Mañana, Nicaragua celebrará un proceso electoral cuyo resultado, en honor a la verdad, ya se conoce desde antes. Desde muchos meses antes. Aunque intenten catalogarse como tales, no estamos, pues, frente a unas elecciones, sino más bien –como ocurre cada vez que el chavismo convoca a comicios amañados y sin competidores reales en Venezuela– ante una pantomima de estas. Ante un espectáculo cuya única finalidad es darle un barniz de legitimidad de la que a todas luces carece la dictadura sandinista. Un barniz que, sin embargo, no puede servir para engañar a nadie más que a sus seguidores más fanatizados.

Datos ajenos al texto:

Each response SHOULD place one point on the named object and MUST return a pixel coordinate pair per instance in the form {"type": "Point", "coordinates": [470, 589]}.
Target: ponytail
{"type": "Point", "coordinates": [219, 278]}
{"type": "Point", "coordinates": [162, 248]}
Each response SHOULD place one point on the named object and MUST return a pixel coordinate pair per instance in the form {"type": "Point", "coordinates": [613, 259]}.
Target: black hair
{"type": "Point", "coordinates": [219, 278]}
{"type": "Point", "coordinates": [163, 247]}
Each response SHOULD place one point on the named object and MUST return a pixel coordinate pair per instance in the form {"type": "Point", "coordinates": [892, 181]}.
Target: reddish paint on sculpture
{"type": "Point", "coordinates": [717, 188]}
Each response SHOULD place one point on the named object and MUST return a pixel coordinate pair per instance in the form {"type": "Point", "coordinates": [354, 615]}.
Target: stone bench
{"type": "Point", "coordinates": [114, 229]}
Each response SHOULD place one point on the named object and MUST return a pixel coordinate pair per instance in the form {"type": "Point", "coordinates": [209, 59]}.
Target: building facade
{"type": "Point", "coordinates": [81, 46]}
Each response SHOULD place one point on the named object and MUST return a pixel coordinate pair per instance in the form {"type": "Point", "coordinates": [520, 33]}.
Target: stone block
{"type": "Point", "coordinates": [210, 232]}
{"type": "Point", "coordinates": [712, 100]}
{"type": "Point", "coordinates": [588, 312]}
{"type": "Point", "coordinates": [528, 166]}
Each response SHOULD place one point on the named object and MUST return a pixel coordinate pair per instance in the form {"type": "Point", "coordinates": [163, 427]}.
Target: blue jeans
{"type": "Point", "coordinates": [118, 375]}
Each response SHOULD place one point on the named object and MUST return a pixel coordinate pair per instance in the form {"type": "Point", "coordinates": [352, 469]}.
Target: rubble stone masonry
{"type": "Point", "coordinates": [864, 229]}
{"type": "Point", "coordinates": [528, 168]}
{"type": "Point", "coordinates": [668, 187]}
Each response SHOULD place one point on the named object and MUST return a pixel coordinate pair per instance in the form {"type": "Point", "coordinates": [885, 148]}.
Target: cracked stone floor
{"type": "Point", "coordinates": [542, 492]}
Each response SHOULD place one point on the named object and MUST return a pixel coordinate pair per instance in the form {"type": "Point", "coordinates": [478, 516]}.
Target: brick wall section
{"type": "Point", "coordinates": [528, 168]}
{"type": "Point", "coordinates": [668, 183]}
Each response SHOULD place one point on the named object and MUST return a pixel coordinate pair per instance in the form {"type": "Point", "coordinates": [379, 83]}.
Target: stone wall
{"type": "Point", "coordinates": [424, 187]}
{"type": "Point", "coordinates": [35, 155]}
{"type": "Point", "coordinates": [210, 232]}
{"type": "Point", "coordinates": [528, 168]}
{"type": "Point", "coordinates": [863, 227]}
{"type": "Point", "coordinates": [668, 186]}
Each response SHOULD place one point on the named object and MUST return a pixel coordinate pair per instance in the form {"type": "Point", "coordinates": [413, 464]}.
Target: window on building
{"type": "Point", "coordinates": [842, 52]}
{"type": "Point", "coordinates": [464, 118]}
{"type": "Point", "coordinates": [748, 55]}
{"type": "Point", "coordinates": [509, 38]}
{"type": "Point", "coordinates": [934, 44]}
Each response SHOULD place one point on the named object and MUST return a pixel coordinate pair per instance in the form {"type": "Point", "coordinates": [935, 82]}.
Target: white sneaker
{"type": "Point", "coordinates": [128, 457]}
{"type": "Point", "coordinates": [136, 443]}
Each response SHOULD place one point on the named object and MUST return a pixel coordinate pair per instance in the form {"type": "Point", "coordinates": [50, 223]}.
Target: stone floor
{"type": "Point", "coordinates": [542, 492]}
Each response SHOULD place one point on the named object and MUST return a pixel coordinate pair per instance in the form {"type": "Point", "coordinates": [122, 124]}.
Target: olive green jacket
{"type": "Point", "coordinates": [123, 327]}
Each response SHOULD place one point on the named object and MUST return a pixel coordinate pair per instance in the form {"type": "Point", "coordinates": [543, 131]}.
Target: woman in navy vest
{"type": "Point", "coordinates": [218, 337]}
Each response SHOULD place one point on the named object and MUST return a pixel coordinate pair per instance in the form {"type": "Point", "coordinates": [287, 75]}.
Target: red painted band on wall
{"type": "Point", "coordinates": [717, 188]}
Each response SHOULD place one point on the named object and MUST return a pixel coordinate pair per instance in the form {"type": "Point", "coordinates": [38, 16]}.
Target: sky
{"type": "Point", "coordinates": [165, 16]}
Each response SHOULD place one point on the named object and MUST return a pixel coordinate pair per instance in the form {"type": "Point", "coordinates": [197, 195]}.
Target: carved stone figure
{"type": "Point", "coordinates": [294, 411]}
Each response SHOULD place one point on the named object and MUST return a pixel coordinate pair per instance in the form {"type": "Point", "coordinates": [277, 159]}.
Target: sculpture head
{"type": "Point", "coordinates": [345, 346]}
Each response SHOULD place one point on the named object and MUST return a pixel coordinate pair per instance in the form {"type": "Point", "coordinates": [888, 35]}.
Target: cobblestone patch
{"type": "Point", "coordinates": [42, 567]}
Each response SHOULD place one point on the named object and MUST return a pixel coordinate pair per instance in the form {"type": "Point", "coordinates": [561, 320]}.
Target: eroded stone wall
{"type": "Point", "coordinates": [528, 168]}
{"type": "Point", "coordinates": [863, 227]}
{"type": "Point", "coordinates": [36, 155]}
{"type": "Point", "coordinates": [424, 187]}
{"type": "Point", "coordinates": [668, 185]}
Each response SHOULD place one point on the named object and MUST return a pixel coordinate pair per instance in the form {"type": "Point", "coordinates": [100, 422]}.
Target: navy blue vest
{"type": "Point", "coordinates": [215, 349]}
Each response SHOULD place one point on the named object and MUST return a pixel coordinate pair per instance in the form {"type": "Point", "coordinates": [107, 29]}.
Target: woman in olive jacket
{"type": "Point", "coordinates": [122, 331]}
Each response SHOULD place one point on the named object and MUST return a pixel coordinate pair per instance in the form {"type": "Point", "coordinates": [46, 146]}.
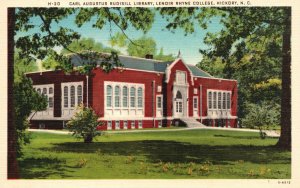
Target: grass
{"type": "Point", "coordinates": [197, 154]}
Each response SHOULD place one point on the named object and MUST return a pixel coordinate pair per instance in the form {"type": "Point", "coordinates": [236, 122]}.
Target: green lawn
{"type": "Point", "coordinates": [149, 155]}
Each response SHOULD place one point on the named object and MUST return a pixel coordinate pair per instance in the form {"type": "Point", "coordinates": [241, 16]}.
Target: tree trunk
{"type": "Point", "coordinates": [285, 137]}
{"type": "Point", "coordinates": [12, 164]}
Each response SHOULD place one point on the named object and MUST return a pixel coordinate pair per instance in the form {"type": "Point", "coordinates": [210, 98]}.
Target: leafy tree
{"type": "Point", "coordinates": [26, 100]}
{"type": "Point", "coordinates": [240, 24]}
{"type": "Point", "coordinates": [161, 56]}
{"type": "Point", "coordinates": [42, 39]}
{"type": "Point", "coordinates": [261, 116]}
{"type": "Point", "coordinates": [84, 124]}
{"type": "Point", "coordinates": [141, 47]}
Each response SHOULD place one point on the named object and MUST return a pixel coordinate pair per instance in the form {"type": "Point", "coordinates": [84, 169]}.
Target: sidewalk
{"type": "Point", "coordinates": [269, 133]}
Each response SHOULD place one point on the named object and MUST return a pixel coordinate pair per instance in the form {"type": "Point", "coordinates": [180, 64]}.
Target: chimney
{"type": "Point", "coordinates": [149, 56]}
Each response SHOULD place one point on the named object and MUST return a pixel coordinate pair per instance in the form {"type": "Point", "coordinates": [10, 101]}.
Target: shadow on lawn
{"type": "Point", "coordinates": [175, 152]}
{"type": "Point", "coordinates": [49, 166]}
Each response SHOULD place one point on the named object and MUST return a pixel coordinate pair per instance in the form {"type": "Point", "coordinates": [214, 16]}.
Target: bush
{"type": "Point", "coordinates": [84, 124]}
{"type": "Point", "coordinates": [261, 116]}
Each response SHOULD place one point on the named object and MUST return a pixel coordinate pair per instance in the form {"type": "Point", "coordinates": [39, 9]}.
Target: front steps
{"type": "Point", "coordinates": [192, 122]}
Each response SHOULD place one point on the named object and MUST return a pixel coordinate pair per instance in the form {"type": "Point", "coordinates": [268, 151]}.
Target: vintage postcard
{"type": "Point", "coordinates": [149, 93]}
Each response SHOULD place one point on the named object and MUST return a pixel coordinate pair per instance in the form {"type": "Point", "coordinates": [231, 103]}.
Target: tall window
{"type": "Point", "coordinates": [209, 100]}
{"type": "Point", "coordinates": [108, 96]}
{"type": "Point", "coordinates": [72, 92]}
{"type": "Point", "coordinates": [195, 102]}
{"type": "Point", "coordinates": [140, 97]}
{"type": "Point", "coordinates": [215, 100]}
{"type": "Point", "coordinates": [132, 97]}
{"type": "Point", "coordinates": [180, 77]}
{"type": "Point", "coordinates": [66, 95]}
{"type": "Point", "coordinates": [50, 99]}
{"type": "Point", "coordinates": [228, 100]}
{"type": "Point", "coordinates": [224, 101]}
{"type": "Point", "coordinates": [219, 100]}
{"type": "Point", "coordinates": [125, 96]}
{"type": "Point", "coordinates": [159, 99]}
{"type": "Point", "coordinates": [79, 94]}
{"type": "Point", "coordinates": [117, 96]}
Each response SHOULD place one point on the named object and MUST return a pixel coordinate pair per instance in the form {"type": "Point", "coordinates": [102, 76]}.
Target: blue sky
{"type": "Point", "coordinates": [171, 42]}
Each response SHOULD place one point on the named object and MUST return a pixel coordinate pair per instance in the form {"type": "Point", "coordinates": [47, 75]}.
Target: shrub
{"type": "Point", "coordinates": [84, 124]}
{"type": "Point", "coordinates": [261, 116]}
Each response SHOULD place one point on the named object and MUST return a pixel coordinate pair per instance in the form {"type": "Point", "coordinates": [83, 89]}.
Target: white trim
{"type": "Point", "coordinates": [70, 110]}
{"type": "Point", "coordinates": [124, 111]}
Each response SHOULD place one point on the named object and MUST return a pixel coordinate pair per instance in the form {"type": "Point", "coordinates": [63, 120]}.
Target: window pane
{"type": "Point", "coordinates": [140, 98]}
{"type": "Point", "coordinates": [50, 102]}
{"type": "Point", "coordinates": [224, 101]}
{"type": "Point", "coordinates": [117, 96]}
{"type": "Point", "coordinates": [108, 96]}
{"type": "Point", "coordinates": [44, 91]}
{"type": "Point", "coordinates": [72, 96]}
{"type": "Point", "coordinates": [195, 103]}
{"type": "Point", "coordinates": [132, 97]}
{"type": "Point", "coordinates": [79, 94]}
{"type": "Point", "coordinates": [66, 97]}
{"type": "Point", "coordinates": [158, 102]}
{"type": "Point", "coordinates": [50, 90]}
{"type": "Point", "coordinates": [125, 96]}
{"type": "Point", "coordinates": [219, 100]}
{"type": "Point", "coordinates": [215, 100]}
{"type": "Point", "coordinates": [228, 100]}
{"type": "Point", "coordinates": [209, 100]}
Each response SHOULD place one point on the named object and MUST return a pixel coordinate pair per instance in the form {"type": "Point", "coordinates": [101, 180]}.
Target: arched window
{"type": "Point", "coordinates": [132, 97]}
{"type": "Point", "coordinates": [117, 96]}
{"type": "Point", "coordinates": [228, 100]}
{"type": "Point", "coordinates": [125, 96]}
{"type": "Point", "coordinates": [219, 100]}
{"type": "Point", "coordinates": [224, 101]}
{"type": "Point", "coordinates": [140, 97]}
{"type": "Point", "coordinates": [44, 91]}
{"type": "Point", "coordinates": [209, 100]}
{"type": "Point", "coordinates": [79, 95]}
{"type": "Point", "coordinates": [66, 94]}
{"type": "Point", "coordinates": [108, 95]}
{"type": "Point", "coordinates": [72, 92]}
{"type": "Point", "coordinates": [178, 95]}
{"type": "Point", "coordinates": [215, 100]}
{"type": "Point", "coordinates": [50, 90]}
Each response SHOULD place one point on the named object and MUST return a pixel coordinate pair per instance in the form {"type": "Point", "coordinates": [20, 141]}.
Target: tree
{"type": "Point", "coordinates": [261, 116]}
{"type": "Point", "coordinates": [240, 23]}
{"type": "Point", "coordinates": [39, 43]}
{"type": "Point", "coordinates": [84, 124]}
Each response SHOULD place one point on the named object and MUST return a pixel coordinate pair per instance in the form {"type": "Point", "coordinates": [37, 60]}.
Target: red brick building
{"type": "Point", "coordinates": [145, 93]}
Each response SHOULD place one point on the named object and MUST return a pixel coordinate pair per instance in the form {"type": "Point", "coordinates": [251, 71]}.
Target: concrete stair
{"type": "Point", "coordinates": [192, 122]}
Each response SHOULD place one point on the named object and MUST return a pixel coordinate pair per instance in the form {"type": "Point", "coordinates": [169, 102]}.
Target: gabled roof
{"type": "Point", "coordinates": [146, 65]}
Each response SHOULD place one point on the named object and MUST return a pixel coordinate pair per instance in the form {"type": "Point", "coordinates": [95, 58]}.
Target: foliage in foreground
{"type": "Point", "coordinates": [26, 100]}
{"type": "Point", "coordinates": [261, 116]}
{"type": "Point", "coordinates": [204, 154]}
{"type": "Point", "coordinates": [84, 124]}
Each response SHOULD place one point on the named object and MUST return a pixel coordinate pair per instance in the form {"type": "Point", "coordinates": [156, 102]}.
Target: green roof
{"type": "Point", "coordinates": [198, 72]}
{"type": "Point", "coordinates": [145, 64]}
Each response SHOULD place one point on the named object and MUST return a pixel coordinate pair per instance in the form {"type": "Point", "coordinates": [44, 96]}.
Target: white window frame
{"type": "Point", "coordinates": [69, 84]}
{"type": "Point", "coordinates": [109, 125]}
{"type": "Point", "coordinates": [179, 79]}
{"type": "Point", "coordinates": [140, 124]}
{"type": "Point", "coordinates": [125, 122]}
{"type": "Point", "coordinates": [117, 123]}
{"type": "Point", "coordinates": [48, 95]}
{"type": "Point", "coordinates": [226, 108]}
{"type": "Point", "coordinates": [132, 124]}
{"type": "Point", "coordinates": [129, 86]}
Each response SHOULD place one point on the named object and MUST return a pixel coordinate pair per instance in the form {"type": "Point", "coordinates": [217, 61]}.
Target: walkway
{"type": "Point", "coordinates": [269, 133]}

No hace falta ni siquiera esperar a la jornada del domingo para asegurar desde ya que estamos frente a unas elecciones fraudulentas. El fraude, como nos ha mostrado, por ejemplo, el caso venezolano, no solo ocurre cuando quienes ostentan el poder interfieren irregularmente en el conteo de votos o envían a sus emisarios a intimidar a los electores en los centros de sufragio, sino también cuando el terreno sobre el que los candidatos corren no está parejo. Ello ocurre, por ejemplo, cuando los que ostentan el poder utilizan los recursos estatales o los programas sociales para hacer proselitismo, o cuando manipulan las leyes, los calendarios y los órganos de administración de la justicia para perseguir y sacar de carrera a potenciales competidores.
En el país centroamericano, esto ha venido pasando desde hace mucho tiempo. Para muestra, solo entre el 4 y el 26 de junio, el régimen que lideran Daniel Ortega y Rosario Murillo detuvo a 21 personas, incluidos cinco aspirantes presidenciales, como Cristiana Chamorro, la hija de la expresidenta Violeta Chamorro y quien en ese momento se erigía como la favorita de la oposición en los sondeos para desbancar a la pareja. En total, hasta ahora, han sido detenidos siete postulantes y se han anulado tres partidos opositores.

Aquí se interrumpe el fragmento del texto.